In some places, support for the militant group Hezbollah is openly on display. Hezbollah is not only rooted in Lebanon's Shia community; it is also closely linked to Iran.
Zainab al Ayyub is open about her gratitude. "We thank Iran, Hezbollah. We're grateful to anyone who is willing to help us and help Lebanon as well," she says.
Her family's house was destroyed by Israeli bombs during the 2006 war between Hezbollah and Israel, sparked when Hezbollah fighters killed three Israeli soldiers and kidnapped two others in a cross-border raid.
Israel responded with airstrikes and a ground invasion. Al Ayyub says her family received some compensation from Lebanon's government, but most of the help came from Hezbollah.
It's a story often told in areas of the country damaged by the war. Many say they are grateful to Hezbollah for the help to rebuild. Critics say it's Iranian money being handed out.
Lebanese Druze leader Walid Jumblatt criticizes Hezbollah's ties to Iran and Syria. He accuses the party, with its armed militia, of acting like a state within a state.
"The Iranians have their branch in Lebanon - called Hezbollah," he says.
Hezbollah not only holds seats in parliament but, with its allies, holds 11 cabinet posts.
Nawar Sahili is a Hezbollah member of parliament. He denies the party is doing the bidding of its foreign supporters.
"Our relation with Syria and Iran is no secret, and we are proud of this relation," said Sahili, "but I can assure you that we do not apply Syrian policy or Iranian policy and we do not take orders from anybody outside of Lebanon."
Hezbollah was founded in 1982 as a response to Israel's invasion of the country.

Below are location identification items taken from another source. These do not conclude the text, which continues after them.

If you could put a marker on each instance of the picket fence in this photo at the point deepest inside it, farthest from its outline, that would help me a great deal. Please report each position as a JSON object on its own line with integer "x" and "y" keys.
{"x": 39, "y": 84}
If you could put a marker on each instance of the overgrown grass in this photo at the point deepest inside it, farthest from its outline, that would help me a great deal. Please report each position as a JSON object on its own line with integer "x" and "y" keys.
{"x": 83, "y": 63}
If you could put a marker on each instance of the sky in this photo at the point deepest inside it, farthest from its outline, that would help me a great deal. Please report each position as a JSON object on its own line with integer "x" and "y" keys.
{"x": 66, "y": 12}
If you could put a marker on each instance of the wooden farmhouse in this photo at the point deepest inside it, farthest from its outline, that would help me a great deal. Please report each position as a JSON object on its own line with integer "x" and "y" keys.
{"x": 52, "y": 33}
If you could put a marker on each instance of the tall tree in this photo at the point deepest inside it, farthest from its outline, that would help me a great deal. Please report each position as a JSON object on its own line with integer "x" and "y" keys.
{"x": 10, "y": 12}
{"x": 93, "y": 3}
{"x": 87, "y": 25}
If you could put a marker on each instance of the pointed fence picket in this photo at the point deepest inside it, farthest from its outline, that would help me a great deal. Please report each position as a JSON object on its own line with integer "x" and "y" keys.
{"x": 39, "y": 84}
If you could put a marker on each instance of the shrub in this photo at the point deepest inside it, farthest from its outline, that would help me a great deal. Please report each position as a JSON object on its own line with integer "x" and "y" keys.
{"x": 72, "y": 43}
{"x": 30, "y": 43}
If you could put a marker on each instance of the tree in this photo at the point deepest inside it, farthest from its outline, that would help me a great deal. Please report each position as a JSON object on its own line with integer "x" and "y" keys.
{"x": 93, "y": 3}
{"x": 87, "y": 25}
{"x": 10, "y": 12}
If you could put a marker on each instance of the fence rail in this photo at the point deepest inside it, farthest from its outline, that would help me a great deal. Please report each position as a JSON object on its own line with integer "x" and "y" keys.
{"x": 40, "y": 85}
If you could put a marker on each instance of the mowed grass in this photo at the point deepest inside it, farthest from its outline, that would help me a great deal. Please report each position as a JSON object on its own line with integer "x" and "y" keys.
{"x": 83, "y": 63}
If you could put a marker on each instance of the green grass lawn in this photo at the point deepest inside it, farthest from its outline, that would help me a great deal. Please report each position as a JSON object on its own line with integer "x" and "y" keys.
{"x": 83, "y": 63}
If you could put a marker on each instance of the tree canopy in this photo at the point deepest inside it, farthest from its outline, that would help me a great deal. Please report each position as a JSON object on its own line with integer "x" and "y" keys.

It was inspired by the Iranian Revolution and Islamic militancy, trained by Iran's Revolutionary Guards and supported by funding from Tehran.
Israel's withdrawal from Lebanon in the year 2000 is credited by most Lebanese to Hezbollah and its guerrilla attacks on Israeli troops.
Hezbollah has also been linked to the bombing of the U.S. Marine barracks in Beirut in 1983 and to bomb attacks on two U.S. embassy buildings in 1983 and 1984. The United States and Israel say Hezbollah is a terrorist organization - a claim the group rejects.
Bassel Salloukh of the Lebanese American University in Beirut says the label is simplistic.
"Sometimes when you listen to officials in the American administration, you think that Hezbollah is a building, that if you bomb it then it will disappear," said Salloukh. "But Hezbollah is not a building; it is a section of Lebanese society, a very complex section with its deep networks in Lebanese society."
Hezbollah's base of support is still Lebanon's Shi'ite community, 35 percent of the country's population. They are concentrated in the south, in parts of Beirut and in the Bekaa Valley to the east.
Hezbollah runs schools, hospitals and mosques - and the Iranian influence is often visible. Strategic analyst Oussama Safa says the relationship suits Iran's wider ambitions.
"Iran sees itself as a regional superpower," says Safa. "It wants to challenge the other supposed region's superpowers in the region including Israel, and the so-called American islands of influence like Egypt and Saudi Arabia."
For families in southern Lebanon, like the al Ayyubs, Iran and Hezbollah are likely to keep their image as protectors.
"As long as we are here, Israel will be targeting us, so I don't feel secure," says Zainab al Ayyub. "I don't think we'll have peace."
Until real peace is established here, analysts say, the militant message will continue to find support.